Harris will be among a contingent of library representatives traveling to Washington, D.C., next week to be honored by the Institute of Museum and Library Services as one of 10 recipients of the 2013 National Medal for Museum and Library Service. It is the nation's highest honor given to museums and libraries for service to the community.
Mrs. Obama and Susan Hildreth, director of the institute, will present the awards Wednesday in the East Room at the White House.
"It's a wonderful honor not only for us as part of the library community, but for the city as a whole," said Harris, a house principal at Waukegan High School.
The Waukegan library is being recognized for its "fresh, effective approaches" to promoting literacy." The city has a Hispanic population three times larger than the state average, and the library has developed an array of programs to help residents build communications skills and help learners be successful, according to the institute.
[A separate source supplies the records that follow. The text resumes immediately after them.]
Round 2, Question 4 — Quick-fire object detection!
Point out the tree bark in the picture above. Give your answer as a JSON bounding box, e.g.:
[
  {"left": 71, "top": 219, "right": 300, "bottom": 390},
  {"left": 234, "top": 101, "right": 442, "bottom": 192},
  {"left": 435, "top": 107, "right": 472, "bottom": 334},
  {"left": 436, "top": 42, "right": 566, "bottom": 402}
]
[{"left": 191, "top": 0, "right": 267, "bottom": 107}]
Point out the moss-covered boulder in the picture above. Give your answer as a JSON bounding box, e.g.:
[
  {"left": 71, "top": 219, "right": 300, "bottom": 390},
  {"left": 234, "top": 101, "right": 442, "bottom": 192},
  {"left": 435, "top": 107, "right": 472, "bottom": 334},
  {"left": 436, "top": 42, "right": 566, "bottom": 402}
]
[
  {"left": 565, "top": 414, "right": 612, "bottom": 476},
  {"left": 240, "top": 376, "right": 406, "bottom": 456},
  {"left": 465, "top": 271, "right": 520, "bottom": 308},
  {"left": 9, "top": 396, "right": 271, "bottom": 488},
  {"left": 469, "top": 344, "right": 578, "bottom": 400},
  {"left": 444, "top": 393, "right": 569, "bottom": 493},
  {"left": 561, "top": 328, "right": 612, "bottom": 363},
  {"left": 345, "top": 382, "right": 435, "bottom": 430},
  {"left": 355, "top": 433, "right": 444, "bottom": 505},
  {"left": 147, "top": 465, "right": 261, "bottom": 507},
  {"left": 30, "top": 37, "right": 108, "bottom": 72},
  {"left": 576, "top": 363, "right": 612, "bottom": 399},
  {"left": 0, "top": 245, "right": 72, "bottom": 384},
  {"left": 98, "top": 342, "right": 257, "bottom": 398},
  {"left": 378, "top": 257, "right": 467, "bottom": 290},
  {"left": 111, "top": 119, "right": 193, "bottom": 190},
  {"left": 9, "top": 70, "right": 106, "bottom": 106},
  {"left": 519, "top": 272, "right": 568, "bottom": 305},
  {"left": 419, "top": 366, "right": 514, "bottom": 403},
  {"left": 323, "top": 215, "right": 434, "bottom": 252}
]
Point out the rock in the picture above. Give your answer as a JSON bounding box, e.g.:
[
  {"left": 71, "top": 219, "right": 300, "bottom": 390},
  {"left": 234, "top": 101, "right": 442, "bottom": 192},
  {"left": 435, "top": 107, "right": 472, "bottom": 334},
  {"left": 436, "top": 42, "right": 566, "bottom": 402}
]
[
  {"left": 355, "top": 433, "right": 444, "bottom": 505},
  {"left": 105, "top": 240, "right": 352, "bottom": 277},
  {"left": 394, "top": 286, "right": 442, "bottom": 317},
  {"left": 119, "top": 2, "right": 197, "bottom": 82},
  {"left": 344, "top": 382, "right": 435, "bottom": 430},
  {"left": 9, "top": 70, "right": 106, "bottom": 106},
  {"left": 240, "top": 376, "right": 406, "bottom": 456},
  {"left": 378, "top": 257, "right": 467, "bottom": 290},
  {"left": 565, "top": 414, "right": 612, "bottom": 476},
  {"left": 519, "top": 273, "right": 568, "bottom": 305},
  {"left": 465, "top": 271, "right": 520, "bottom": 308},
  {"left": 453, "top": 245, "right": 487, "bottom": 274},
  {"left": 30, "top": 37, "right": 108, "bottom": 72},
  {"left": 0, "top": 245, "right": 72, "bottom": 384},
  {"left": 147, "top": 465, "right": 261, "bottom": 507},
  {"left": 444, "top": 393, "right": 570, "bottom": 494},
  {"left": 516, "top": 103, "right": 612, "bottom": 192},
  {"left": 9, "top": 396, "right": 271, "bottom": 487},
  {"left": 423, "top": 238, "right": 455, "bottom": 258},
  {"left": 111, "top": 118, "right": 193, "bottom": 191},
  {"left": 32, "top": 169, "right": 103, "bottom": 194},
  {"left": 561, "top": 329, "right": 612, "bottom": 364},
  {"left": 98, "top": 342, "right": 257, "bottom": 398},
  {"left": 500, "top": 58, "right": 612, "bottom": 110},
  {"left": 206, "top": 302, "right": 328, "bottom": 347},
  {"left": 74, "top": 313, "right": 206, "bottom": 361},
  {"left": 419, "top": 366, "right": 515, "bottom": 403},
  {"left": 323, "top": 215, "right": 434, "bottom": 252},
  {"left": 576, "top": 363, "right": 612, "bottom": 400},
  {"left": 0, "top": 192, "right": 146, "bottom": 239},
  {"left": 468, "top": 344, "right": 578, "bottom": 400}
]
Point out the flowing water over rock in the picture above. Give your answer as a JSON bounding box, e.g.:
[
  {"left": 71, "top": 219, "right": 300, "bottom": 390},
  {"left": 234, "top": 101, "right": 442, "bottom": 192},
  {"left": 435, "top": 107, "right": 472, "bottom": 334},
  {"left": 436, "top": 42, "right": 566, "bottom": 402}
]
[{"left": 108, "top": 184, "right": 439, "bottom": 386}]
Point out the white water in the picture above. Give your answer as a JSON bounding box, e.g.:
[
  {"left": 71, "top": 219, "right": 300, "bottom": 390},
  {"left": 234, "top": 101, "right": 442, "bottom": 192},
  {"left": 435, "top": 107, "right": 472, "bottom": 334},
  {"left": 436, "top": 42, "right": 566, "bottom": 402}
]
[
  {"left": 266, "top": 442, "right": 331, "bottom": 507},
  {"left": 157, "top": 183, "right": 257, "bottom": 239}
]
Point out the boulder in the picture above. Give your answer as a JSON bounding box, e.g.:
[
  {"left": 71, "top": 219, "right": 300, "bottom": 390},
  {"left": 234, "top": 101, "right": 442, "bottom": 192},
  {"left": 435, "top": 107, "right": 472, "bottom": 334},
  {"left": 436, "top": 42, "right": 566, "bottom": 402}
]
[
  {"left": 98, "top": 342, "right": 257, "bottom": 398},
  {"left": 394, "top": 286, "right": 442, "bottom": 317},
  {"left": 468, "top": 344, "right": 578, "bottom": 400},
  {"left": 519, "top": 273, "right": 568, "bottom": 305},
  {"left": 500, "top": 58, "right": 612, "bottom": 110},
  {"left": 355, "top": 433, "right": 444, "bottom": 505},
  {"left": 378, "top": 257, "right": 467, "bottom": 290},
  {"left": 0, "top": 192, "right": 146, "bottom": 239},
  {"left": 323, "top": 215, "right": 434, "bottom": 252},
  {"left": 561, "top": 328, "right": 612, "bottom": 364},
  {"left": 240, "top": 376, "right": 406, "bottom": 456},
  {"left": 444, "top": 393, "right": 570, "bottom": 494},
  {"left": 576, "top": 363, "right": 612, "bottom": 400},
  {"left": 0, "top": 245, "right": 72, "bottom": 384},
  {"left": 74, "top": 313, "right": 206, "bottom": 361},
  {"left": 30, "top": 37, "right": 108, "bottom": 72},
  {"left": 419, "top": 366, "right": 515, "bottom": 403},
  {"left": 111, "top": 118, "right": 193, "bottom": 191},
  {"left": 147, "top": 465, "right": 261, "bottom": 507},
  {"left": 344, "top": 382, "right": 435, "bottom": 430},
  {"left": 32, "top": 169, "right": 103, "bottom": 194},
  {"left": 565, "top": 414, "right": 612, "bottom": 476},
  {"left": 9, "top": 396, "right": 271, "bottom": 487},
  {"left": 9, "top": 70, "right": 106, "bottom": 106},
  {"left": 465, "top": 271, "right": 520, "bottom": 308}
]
While the itinerary had been set about a week ago, the first lady's participation was confirmed Thursday.
First ladies have participated in the past, and it's something the institute strives for each year, said Rena Morrow, marketing, programming and exhibits manager for the Waukegan Public Library.
"It's still very cool," she said. "Now it makes it extra special to go."
Other Waukegan library representatives attending are: Richard Lee, executive director; Elizabeth Stearns, assistant director of community services; Carmen Patlan, community engagement and outreach manager; and Diana Alvey, who volunteers as a community ambassador and ESL tutor.
Harris on Thursday said she had been sharing the news with students, teachers and others.
"This will definitely become a teachable moment for us," says Harris, who has been to Washington, D.C., several times as a tourist but never as a VIP. Students can learn everyone has potential to reach the highest levels of their endeavors, she added.
"I'm ecstatic," she said. "The library will be represented, this area will be represented. It's a major, major accomplishment."